Makna Remisi bagi Pembinaan dan Reintegrasi
Kepala Lapas Kelas IIA Manado, Krisman Ziliwu, menegaskan bahwa remisi bukan sekadar pengurangan masa pidana, melainkan bagian dari proses pembinaan bagi warga binaan yang menunjukkan perubahan perilaku positif selama menjalani hukuman. Ia menyampaikan bahwa lembaga pemasyarakatan terus mendorong WBP mengikuti program pembinaan secara sungguh-sungguh.

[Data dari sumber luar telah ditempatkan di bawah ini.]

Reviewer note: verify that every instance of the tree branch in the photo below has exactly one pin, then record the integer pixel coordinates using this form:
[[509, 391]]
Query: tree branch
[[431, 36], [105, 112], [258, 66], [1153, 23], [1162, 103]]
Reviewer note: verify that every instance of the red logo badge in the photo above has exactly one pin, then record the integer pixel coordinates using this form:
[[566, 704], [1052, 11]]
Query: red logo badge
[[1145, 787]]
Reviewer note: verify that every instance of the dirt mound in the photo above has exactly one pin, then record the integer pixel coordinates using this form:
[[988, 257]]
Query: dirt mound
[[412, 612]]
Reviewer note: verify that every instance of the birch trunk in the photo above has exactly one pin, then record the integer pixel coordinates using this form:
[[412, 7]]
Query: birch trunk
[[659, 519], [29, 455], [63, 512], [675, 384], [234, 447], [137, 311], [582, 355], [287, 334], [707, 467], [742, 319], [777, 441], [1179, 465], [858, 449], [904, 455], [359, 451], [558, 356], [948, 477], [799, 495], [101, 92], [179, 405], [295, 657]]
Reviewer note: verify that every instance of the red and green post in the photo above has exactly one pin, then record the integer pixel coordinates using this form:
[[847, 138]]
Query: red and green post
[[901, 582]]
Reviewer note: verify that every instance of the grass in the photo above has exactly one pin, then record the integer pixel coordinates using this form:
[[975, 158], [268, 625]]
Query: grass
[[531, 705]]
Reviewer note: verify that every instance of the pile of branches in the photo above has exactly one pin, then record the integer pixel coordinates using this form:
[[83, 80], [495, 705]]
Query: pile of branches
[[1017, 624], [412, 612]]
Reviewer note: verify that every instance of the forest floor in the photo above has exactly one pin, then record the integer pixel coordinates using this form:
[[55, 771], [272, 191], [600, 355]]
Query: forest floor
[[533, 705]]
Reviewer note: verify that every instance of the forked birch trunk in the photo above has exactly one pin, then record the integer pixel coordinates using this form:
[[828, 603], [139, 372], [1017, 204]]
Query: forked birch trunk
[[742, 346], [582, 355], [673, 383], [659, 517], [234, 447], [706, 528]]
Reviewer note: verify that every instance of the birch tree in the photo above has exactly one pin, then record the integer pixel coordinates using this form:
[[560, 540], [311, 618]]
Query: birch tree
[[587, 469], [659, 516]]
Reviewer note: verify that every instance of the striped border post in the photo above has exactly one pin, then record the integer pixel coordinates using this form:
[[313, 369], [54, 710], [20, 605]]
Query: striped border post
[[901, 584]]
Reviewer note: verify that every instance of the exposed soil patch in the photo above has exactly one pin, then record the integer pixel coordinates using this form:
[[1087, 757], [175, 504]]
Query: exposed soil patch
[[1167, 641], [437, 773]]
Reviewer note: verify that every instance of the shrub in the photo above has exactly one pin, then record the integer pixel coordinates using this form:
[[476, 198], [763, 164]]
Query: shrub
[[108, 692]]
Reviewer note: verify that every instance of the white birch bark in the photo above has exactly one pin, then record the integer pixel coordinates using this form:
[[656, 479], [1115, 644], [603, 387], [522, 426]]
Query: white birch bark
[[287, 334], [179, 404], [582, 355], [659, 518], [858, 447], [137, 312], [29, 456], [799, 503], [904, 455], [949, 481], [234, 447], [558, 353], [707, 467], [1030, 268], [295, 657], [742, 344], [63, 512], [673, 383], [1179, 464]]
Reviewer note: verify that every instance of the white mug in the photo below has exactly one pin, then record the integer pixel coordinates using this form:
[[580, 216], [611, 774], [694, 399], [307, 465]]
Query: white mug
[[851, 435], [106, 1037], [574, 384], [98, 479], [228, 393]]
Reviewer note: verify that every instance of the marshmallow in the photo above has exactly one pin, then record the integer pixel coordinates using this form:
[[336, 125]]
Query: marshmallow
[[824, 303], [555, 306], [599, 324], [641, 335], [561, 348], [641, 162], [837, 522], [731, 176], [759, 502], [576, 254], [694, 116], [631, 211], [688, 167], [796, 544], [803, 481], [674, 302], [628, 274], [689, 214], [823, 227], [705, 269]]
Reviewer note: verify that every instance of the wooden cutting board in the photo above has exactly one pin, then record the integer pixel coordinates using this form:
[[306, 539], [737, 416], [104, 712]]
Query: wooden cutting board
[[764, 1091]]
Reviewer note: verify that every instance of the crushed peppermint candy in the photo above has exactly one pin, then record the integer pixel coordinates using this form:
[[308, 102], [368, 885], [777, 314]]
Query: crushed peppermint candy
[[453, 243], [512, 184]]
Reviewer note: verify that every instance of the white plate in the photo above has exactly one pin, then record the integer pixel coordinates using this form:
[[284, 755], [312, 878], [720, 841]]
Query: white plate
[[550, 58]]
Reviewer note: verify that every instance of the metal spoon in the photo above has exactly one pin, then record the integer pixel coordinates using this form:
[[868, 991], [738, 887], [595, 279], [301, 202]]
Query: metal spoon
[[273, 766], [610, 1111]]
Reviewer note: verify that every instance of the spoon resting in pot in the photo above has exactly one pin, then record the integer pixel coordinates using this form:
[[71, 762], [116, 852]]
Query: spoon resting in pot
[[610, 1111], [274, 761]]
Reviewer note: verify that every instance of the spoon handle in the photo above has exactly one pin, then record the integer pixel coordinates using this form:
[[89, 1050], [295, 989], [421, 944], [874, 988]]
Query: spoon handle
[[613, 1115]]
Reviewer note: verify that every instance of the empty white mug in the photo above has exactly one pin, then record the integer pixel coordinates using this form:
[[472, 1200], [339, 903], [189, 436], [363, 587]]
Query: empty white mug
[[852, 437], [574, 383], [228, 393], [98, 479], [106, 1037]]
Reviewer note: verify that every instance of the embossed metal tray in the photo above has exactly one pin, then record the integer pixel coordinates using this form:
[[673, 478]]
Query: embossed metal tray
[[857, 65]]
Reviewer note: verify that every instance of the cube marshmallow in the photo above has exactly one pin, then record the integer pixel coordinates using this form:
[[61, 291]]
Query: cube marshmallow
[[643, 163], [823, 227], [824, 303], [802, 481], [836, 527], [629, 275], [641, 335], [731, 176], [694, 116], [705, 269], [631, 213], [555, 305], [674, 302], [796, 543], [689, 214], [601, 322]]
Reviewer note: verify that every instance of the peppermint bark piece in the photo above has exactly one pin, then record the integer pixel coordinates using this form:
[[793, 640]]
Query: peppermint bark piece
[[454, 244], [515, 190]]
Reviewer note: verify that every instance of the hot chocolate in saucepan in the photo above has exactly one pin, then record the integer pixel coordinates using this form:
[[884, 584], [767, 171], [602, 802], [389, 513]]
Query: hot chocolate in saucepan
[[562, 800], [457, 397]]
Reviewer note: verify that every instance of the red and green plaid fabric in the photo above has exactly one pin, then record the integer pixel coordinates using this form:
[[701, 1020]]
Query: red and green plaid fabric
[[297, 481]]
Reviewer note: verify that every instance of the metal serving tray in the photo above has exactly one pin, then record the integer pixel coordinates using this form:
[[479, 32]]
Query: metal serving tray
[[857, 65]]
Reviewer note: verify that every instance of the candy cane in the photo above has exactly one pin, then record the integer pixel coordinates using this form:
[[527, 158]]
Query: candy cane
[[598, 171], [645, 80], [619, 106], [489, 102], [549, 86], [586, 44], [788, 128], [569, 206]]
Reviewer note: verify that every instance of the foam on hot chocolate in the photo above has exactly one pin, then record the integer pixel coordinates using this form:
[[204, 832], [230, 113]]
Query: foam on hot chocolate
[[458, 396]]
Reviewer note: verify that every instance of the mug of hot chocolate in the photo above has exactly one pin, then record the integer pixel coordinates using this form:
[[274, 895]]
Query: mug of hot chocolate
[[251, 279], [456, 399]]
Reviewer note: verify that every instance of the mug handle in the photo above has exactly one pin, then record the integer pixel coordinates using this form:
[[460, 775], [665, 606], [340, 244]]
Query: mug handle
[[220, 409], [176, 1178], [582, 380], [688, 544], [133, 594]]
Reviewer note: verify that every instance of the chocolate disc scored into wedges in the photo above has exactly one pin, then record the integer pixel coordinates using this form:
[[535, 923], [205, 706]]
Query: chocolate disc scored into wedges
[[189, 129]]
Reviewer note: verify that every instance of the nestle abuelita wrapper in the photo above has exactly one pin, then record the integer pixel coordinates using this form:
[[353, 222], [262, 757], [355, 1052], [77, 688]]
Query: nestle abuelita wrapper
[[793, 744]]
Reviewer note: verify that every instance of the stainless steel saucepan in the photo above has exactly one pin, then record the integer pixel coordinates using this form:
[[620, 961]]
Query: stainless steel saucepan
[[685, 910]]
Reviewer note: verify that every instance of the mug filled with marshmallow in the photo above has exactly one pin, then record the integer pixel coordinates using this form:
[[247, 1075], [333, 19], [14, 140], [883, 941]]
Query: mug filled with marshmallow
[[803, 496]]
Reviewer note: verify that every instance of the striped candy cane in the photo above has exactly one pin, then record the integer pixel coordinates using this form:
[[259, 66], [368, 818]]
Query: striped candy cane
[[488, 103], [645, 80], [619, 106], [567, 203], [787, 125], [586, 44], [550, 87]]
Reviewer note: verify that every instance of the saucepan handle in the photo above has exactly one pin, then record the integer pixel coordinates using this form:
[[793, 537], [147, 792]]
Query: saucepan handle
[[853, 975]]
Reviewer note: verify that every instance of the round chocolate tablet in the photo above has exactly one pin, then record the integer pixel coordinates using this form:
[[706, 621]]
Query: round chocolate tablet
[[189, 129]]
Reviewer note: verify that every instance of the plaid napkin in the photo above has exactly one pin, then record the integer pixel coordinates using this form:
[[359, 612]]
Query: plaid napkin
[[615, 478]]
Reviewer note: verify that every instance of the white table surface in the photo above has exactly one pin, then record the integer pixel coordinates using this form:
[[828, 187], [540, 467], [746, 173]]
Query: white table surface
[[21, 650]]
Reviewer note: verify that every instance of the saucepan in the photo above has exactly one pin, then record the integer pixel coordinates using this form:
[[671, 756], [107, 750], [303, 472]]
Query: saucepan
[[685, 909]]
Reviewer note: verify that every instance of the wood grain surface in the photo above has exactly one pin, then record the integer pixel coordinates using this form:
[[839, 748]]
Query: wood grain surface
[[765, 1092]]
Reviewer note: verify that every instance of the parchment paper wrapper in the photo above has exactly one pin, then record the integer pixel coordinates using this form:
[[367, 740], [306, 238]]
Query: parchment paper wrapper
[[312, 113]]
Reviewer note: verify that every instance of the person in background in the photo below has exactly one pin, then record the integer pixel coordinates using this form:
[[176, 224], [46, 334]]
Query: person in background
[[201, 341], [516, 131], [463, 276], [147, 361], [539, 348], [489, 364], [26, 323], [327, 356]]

“Melalui pembinaan yang berkelanjutan, Lapas Kelas IIA Manado berkomitmen mewujudkan pemasyarakatan yang semakin humanis, produktif, dan berorientasi pada reintegrasi sosial,”
Pernyataan tersebut disampaikan Krisman Ziliwu dalam kesempatan penyerahan remisi. Menurutnya, remisi diharapkan menjadi motivasi bagi para WBP untuk meningkatkan kedisiplinan, menjaga ketertiban, dan mempersiapkan diri kembali ke tengah masyarakat.
Rangkaian Kegiatan dan Tujuan
Penyerahan remisi merupakan bagian dari rangkaian kegiatan peringatan HUT Kemerdekaan ke-81 RI yang juga melibatkan instansi terkait. Secara simbolis, Gubernur Sulawesi Utara menyerahkan remisi kepada perwakilan WBP yang menerima remisi di lokasi kegiatan. Menurut pihak Lapas, momentum ini dimanfaatkan untuk menegaskan komitmen pembinaan yang humanis serta mendorong produktivitas dan kesiapan reintegrasi sosial.
- Jumlah penerima remisi: 358 WBP Lapas Kelas IIA Manado.
- Lokasi penyerahan: Rutan Kelas IIA Manado.
- Tanggal pelaksanaan: Senin, 17 Agustus 2026.
- Penyerahan simbolis: oleh Gubernur Sulawesi Utara, Yulius Selvanus.
Dampak Lokal dan Harapan Lapas
Bagi Lapas Kelas IIA Manado, pemberian remisi diharapkan tidak hanya menjadi bentuk penghargaan administratif, tetapi juga menjadi bagian dari proses rehabilitasi sosial. Pihak lapas berharap para WBP yang menerima remisi akan tetap berkomitmen mengikuti program pembinaan dan memanfaatkan sisa masa pidana untuk memperbaiki diri.
Dengan pendekatan pemasyarakatan yang menekankan aspek humanis dan produktif, institusi berharap dapat mengurangi risiko residivisme saat para WBP kembali ke masyarakat. Selain itu, penyerahan remisi pada momentum nasional seperti HUT RI diharapkan memperkuat pesan bahwa pembinaan adalah bagian dari upaya membangun kembali kehidupan sosial yang lebih baik bagi warga binaan.
| Aspek | Data |
|---|---|
| Jumlah WBP penerima remisi | 358 |
| Institusi | Lapas Kelas IIA Manado / Rutan Kelas IIA Manado |
| Tanggal | 17 Agustus 2026 |
Informasi yang tersedia menyatakan bahwa pelaksanaan penyerahan remisi dilaksanakan secara simbolis dan menjadi bagian dari upaya berkelanjutan Lapas Kelas IIA Manado untuk menerapkan pembinaan yang terarah. Pihak lapas menekankan pentingnya kesinambungan pembinaan agar remisi berdampak positif bagi perubahan perilaku dan reintegrasi sosial WBP ke depan.